Thursday, March 29, 2018

"Never let a fool kiss you or a kiss fool you." - Joey Adams

A good friend.

I'm here at Ida Culver House, the independent living complex where mom lives. Each of the elevators has frames that hold a sheet of paper announcing various things residents need to know, including special activities for the days ahead. One of those says April is poetry month and lists some of the poetry related events the management has scheduled. The last week of April includes "an examination of women poets from Ireland." In parentheses underneath that line it says, "This will be a literary process, not medical!"
OK, points for a sense of humor.

She would try to KILL me if she knew I was posting this pic but at 95 I *think* I could hold her off.

At 95 mom has good days and bad days, and in this case "good" is relative. Since I arrived it's been mostly bad. She struggles with the effects of some meds she has to take for her congestive heart failure. Today she's spent most of the time in bed asleep and when she's up she's very weak, struggling to do the simplest of things. About 10 a.m. she had a little bit to eat and then went back to bed exhausted from the effort. Up at 2 p.m., a half cup of soup, and a shower. But she moves soooo slowly and with such difficulty.
Hard to witness and it makes me sad for her.

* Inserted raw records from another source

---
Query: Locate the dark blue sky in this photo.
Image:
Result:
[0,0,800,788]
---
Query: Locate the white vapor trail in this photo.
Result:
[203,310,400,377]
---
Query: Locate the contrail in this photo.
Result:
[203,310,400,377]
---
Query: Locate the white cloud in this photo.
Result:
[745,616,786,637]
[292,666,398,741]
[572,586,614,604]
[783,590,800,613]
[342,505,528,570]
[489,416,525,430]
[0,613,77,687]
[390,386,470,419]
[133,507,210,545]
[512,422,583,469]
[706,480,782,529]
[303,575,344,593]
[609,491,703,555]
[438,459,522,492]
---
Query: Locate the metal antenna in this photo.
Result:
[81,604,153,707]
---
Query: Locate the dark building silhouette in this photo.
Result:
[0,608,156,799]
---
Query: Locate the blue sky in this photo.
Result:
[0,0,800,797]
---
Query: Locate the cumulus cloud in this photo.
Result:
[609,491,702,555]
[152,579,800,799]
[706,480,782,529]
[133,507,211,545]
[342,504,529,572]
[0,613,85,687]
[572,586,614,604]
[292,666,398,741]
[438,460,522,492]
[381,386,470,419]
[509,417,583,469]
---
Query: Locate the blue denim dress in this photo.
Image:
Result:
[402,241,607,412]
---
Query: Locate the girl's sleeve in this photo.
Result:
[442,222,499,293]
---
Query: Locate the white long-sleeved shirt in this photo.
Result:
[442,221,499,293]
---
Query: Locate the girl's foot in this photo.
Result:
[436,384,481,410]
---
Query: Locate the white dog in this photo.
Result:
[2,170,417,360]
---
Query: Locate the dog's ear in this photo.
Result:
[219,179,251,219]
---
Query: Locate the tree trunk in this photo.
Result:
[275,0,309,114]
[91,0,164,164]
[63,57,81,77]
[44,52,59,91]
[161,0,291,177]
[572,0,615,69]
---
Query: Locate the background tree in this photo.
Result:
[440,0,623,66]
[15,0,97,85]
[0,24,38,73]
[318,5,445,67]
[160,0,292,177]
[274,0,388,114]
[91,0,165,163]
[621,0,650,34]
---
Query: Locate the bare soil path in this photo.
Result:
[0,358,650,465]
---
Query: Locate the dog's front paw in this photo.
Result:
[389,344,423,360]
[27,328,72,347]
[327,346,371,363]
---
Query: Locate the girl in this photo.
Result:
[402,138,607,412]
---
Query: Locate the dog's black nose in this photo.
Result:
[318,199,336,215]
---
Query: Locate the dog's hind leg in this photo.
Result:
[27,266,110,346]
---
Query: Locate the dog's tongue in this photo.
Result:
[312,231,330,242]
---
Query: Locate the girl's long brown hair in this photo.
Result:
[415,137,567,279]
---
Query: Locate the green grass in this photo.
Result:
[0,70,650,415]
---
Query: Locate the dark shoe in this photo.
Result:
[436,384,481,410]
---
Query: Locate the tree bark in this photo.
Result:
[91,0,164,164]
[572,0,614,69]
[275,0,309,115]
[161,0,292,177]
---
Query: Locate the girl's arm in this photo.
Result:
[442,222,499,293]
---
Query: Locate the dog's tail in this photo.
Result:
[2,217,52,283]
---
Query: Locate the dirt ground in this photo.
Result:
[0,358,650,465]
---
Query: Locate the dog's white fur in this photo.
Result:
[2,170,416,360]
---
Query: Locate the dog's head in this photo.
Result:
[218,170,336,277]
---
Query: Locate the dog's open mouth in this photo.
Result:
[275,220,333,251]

My sermon introduction last Sunday for the sermon on the healing of Naaman the leper in 2 Kings 5 was about stories that you sense have a meaning deeper than the narrative yourself.
Note: I used the same intro for my sermon in NY on the healing of the leper in Mark 1. Guess why.
I went to Jack In the Box for lunch while mom slept and read another two chapters in The Time Machine by H.G. Wells. It's an odd book (are all of his stories like this?) that is almost certainly about something else. I just haven't figured out what that is yet. I'm about 1/4 of the way through so I hope to have some idea soon.

Facebook tells me it was two years ago today that I flew out of Portland for Amsterdam and from there to Dar Es Salaam, Tanzania. Seems farther back than that.

I'll leave when I wake up tomorrow, which probably means about 3 a.m. That should put me in Eugene a little before noon with a stop for b'fast and a brief nap at a rest stop along the way. Pam flies out for Grand Rapids at 5:30 Tuesday morning. Certainly not an ideal schedule but what we need to do with parents at this stage in their lives.

Right now I'm just eager to be home.